Best approach to convert string to unique value

7stud2 · 2 January 2014 03:56

I am trying to generate a unique number for a string and would like some
suggestions.

So far, I've researched the hash, but it seems not consistent on the
values generated. It is not reliable since it does not generate the same
value all the time.

My next idea was to use any easy encrypt method, but that would generate
a large string and would be resource expensive.

My next idea is convert the string to hex. Asp.net uses this approach a
lot. Is this is a good idea? What are the drawbacks?

The reason I need this unique "Hashcode" is because I want to save this
value on the database and compare it with new inserts in order to avoid
duplicate values. There are hundreds of Json objects that corresponds to
fields in the db.

So I thought of instead of comparing values with each
field maybe the easier method was to find a way to get the unique Json
string value/code. With the hashcode I can check in the last 15 minutes
if the user is trying to submit the same data to db and prevent it from
being submitted again.

I also think that this method uses very little memory compared to using
session, but I don't want to discard the session idea yet. If there is a
good approach, I may use it.

Well, I hope I made it clear enough to get some feedbacks.

Thanks

Rod

···

--
Posted via http://www.ruby-forum.com/.

Joel_VanderWerf · 2 January 2014 05:12

I am trying to generate a unique number for a string and would like some
suggestions.

So far, I've researched the hash, but it seems not consistent on the
values generated. It is not reliable since it does not generate the same
value all the time.

Maybe because of key ordering differences? String#hash will not detect that, but Hash#hash will:

>> {a: 1, b: 2}.hash
=> -755489698742161519
>> {b: 2, a: 1}.hash
=> -755489698742161519

>> "{a: 1, b: 2}".hash
=> -3350349176911638030
>> "{b: 2, a: 1}".hash
=> -4008483756911189513

You can fix that by parsing the json and calling #hash on the parsed object instead.

Then compare with hash values stored in the db. If found, then do a full object compare to see if it is just a hash collision or a data-entry dup. Both should be rare, so you won't spend much time comparing objects.

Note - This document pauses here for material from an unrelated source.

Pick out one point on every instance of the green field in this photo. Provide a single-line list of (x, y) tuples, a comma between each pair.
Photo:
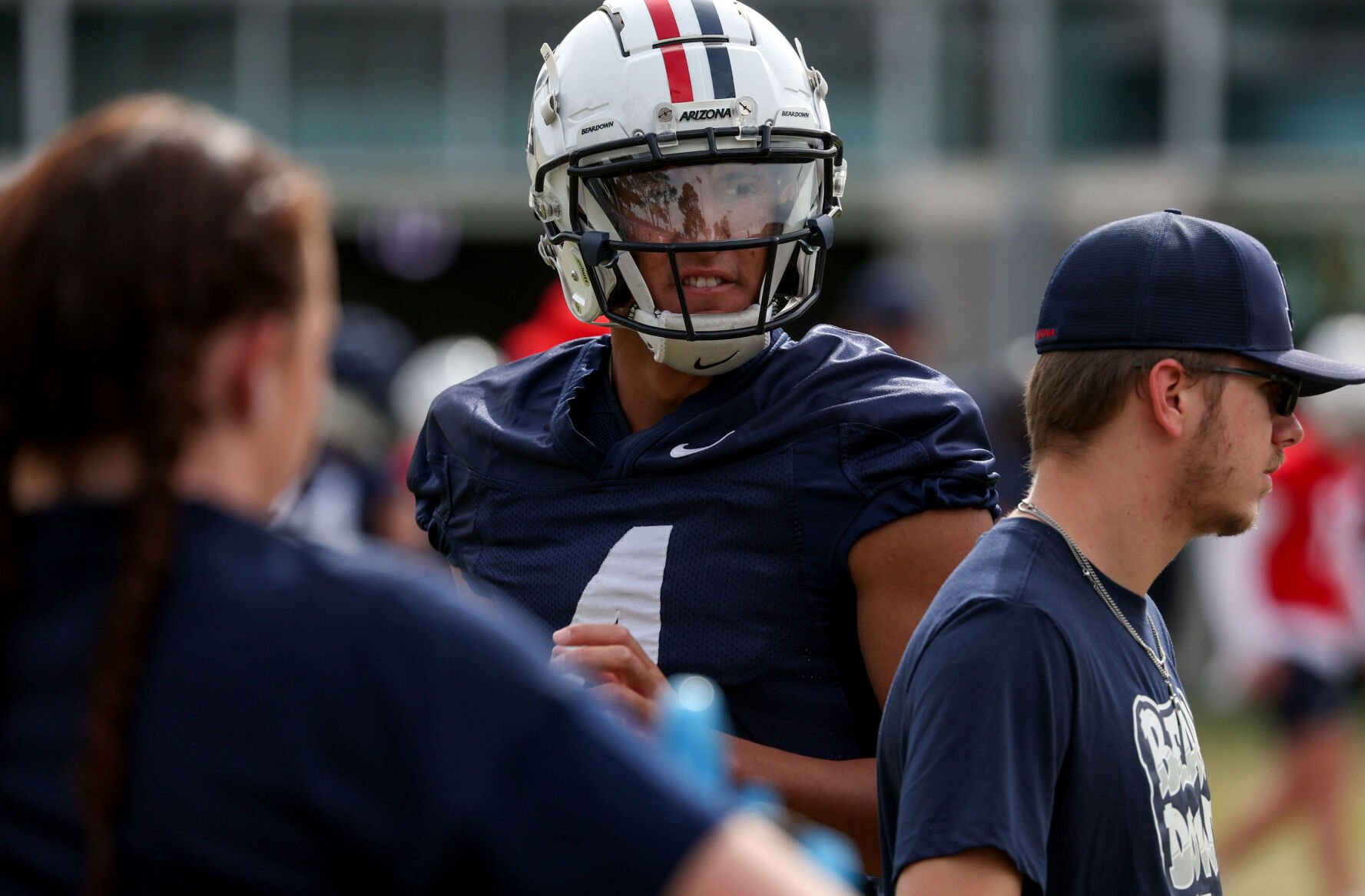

OTOH, if data-entry dup is common, you probably need a different solution...

···

On 01/01/2014 07:56 PM, Rodrigo Lueneberg wrote:

Mike_IMAP · 2 January 2014 14:05

The difficulty that you’ll run into is in your need for the new, shorter value to be unique. Hashes are not, and cannot be
designed to be unique. It’s all in the numbers. If you have a 100 character string of 8 bit characters (assuming ASCII, not Unicode),
the you have 800 bits of information. You could tale advantage of the fact that not all 256 values of a byte are valid for your string
to reduce it’s size some. If you limit to 7-bit ascii, then there’s 1 bit per byte that could be “reclaimed”. All of these factors are
taken into account in compression algorithms. So compression is the direction you need to look. Be careful, because many
compression algorithms give longer results than their input if the input is particularly short (I seem to recall that some have fall-back
approaches to account for this.

Hashes (either the built in hash() method you’ve already discovered the issues with, or cryptographic hashes like MD5 or SHA1 are
designed to statistically minimize the number of has collisions. You can take a reasonably long input and the odds of any two, different,
strings being the same are VERY low, but it’s not guaranteed. Two inputs producing the same hash is referred to as a hash collision. Cryptographic
hashes are designed to minimize collisions, but, since they are of a fixed size, there are only so many possible result values and that won’t be
enough to guarantee unique results for strings. If your value space (i.e. the number of strings you’re trying to ensure uniqueness for is
not in the millions are billions, and you can live with the results of your compare basically being a statement that, if you get the same value,
there’s a 1 in XXXXXXXXX change of them being actually being different strings, then cryptographic hash might be sufficient for you. Just be aware
that two strings with the same has might be VERY VERY likely to be the same string, but that it’s, at least remotely possible, that they are tow different
strings producing the same hash.

Look into compression methods first. Compression is what you’ve described. If you’re strings are sufficiently long, then, off-the-shelf compression
could easily be your answer. If they’re short and you have special knowledge of the allowed input values (ex: you’re using ASCII, and only allow
a-z, A-Z, space, comma, period, …) you may find that there are only, say 100 valid values per character (or anything less than 128), then you could
compress them to 7/8ths of their original size (using very simplistic compression). Take a look at simple zip compression and others like it. Their purpose
is to do what you’re asking… provide a shorter value from which must be unique for every unique input value (since it must be able to decompress).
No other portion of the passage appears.